Conceded Putts In friendly rounds of golf, golfers often ask for and give "gimmies," very short putts that one simply picks up rather than holing out. Gimmies, needless to say, are illegal under the Rules of Golf, but many recreational golfers use them anyway.
In match play, however, conceded putts are perfectly legal. Your opponent can concede a putt to you at any point, whether it's six inches from the cup or 60 feet. But conceded putts almost always come, of course, on very short putts.
Conceded putts should only be offered, they should never be requested. That's why in some match play matches you'll notice a golfer lingering over a very short putt - the golfer is hoping his opponent will tell him to just pick it up.
Fellow-Competitor vs. Opponent This is a semantic difference. In stroke play, the golfers you are playing against are your "fellow-competitors." In match play, the golfer you are playing against is your "opponent."
Hit That One Again There are several scenarios in match play where a transgression might result in your opponent canceling your shot and requiring you to replay it; whereas in stroke play, the same transgression would result in a 2-stroke penalty or no penalty at all.
The Match Committee has determined that wherever an inescapable conflict exists, the rules of stroke play will prevail. For example, in the examples below, re-hitting a shot is in breach of stroke play rules. The conflict can be overcome by playing 2 balls, scoring the first as stroke, and the second towards the match **. In the fourth example, no such conflict exists. The 2 stroke penalty will be applied to the stroke score, whilst the match score remains unaffected.
** as one is entitled to do when in doubt of a rule or procedure (see Stroke Rule 3.3)
• Playing out of turn: In stroke play, order of play is a matter of etiquette. If you hit out of turn, it's a breach of etiquette, but there is no penalty. In match play, if you hit out of turn your opponent can require you to replay the shot in the proper order.
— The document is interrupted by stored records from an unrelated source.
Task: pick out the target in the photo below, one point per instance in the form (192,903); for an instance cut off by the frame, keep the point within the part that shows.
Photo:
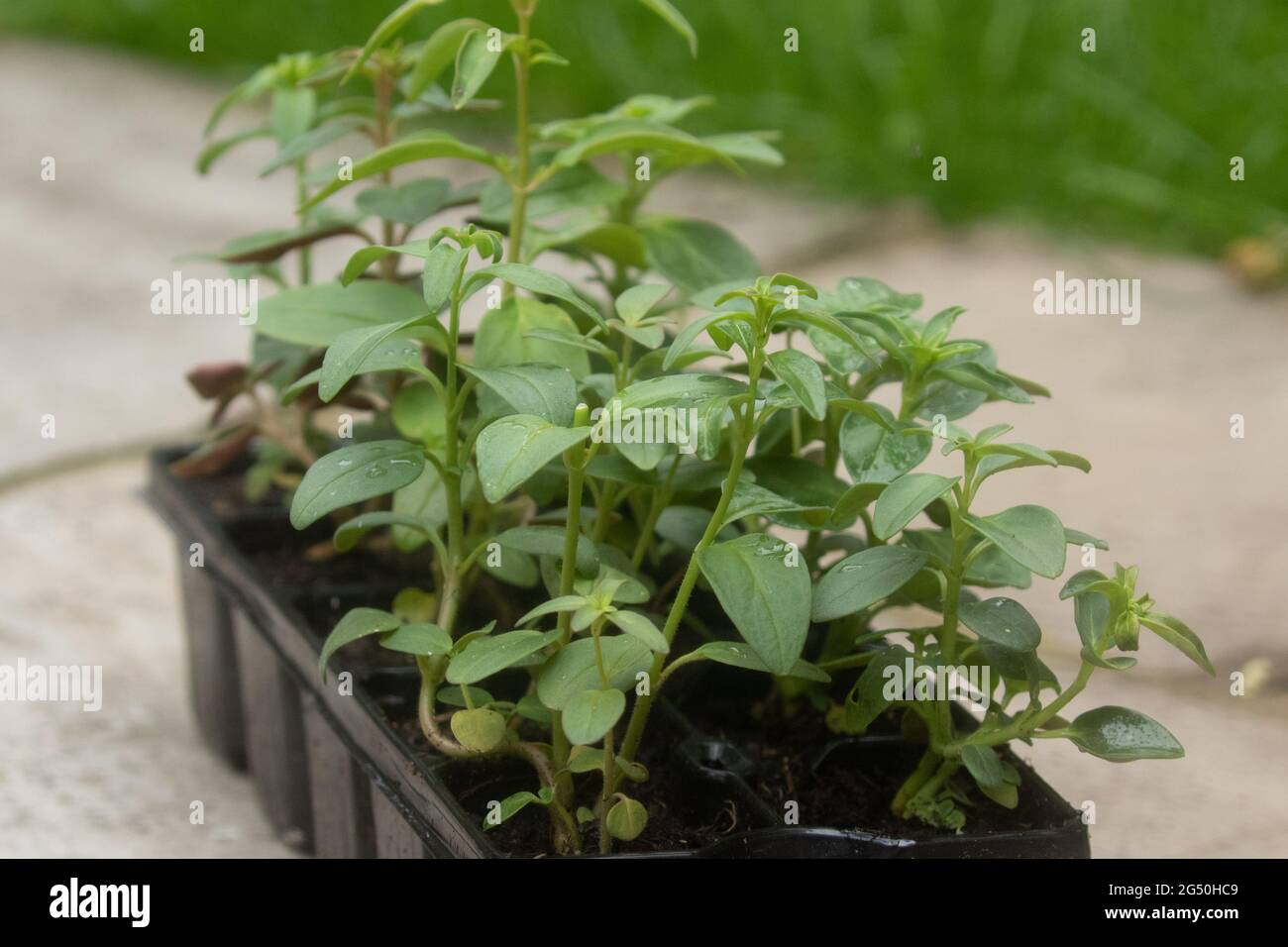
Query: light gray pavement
(88,575)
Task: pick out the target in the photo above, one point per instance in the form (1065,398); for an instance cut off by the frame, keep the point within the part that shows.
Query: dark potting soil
(226,495)
(837,783)
(674,822)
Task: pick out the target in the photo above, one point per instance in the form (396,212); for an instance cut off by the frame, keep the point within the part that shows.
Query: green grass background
(1131,141)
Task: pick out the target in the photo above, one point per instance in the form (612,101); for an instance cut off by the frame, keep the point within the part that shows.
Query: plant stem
(661,497)
(572,534)
(739,446)
(1026,722)
(605,840)
(912,785)
(384,134)
(451,474)
(522,170)
(301,195)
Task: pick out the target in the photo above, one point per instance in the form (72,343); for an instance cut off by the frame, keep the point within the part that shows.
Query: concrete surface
(89,579)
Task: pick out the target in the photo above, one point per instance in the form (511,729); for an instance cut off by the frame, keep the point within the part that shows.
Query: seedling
(589,451)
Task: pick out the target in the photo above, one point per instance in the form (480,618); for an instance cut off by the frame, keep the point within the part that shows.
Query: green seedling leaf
(348,535)
(879,454)
(408,151)
(695,254)
(1030,535)
(1180,637)
(764,587)
(407,204)
(417,414)
(438,52)
(505,337)
(640,629)
(867,698)
(984,766)
(485,656)
(907,496)
(574,669)
(386,30)
(348,354)
(1003,622)
(316,316)
(513,449)
(859,579)
(545,390)
(357,622)
(533,281)
(420,638)
(304,145)
(549,540)
(590,714)
(804,377)
(638,302)
(741,656)
(1076,538)
(362,260)
(1120,735)
(626,819)
(353,474)
(675,20)
(478,729)
(514,804)
(562,603)
(851,501)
And if your first shot was a great one, you can bet that you'll be replaying.
• Hitting from outside the teeing ground: In stroke play, teeing off from outside the teeing ground (the teeing ground is between the tee markers and up to two club lengths behind the tee markers) results in a 2-stroke penalty. In match play, there is no stroke penalty, but your opponent can cancel your shot and require you to replay it.
• Hitting an opponent: In stroke play, if your ball hits a fellow-competitor or his equipment (if it is accidently stopped or deflected by same), it's rub of the green. In match play, you have the option to replay the shot.
• Hitting a ball at rest on the green: In stroke play, if your putt strikes another ball on the green, you get a 2-stroke penalty. In match play, there is no penalty.
The Big Penalty In the rule book, just about every section concludes with a warning: "Penalty for Breach of Rule." If a golfer fails to follow the proper procedures set forth in the rules, he will incur a penalty in addition to any penalties set forth in that rule.
That penalty in stroke play is usually 2 strokes, and in match play is usually loss of hole.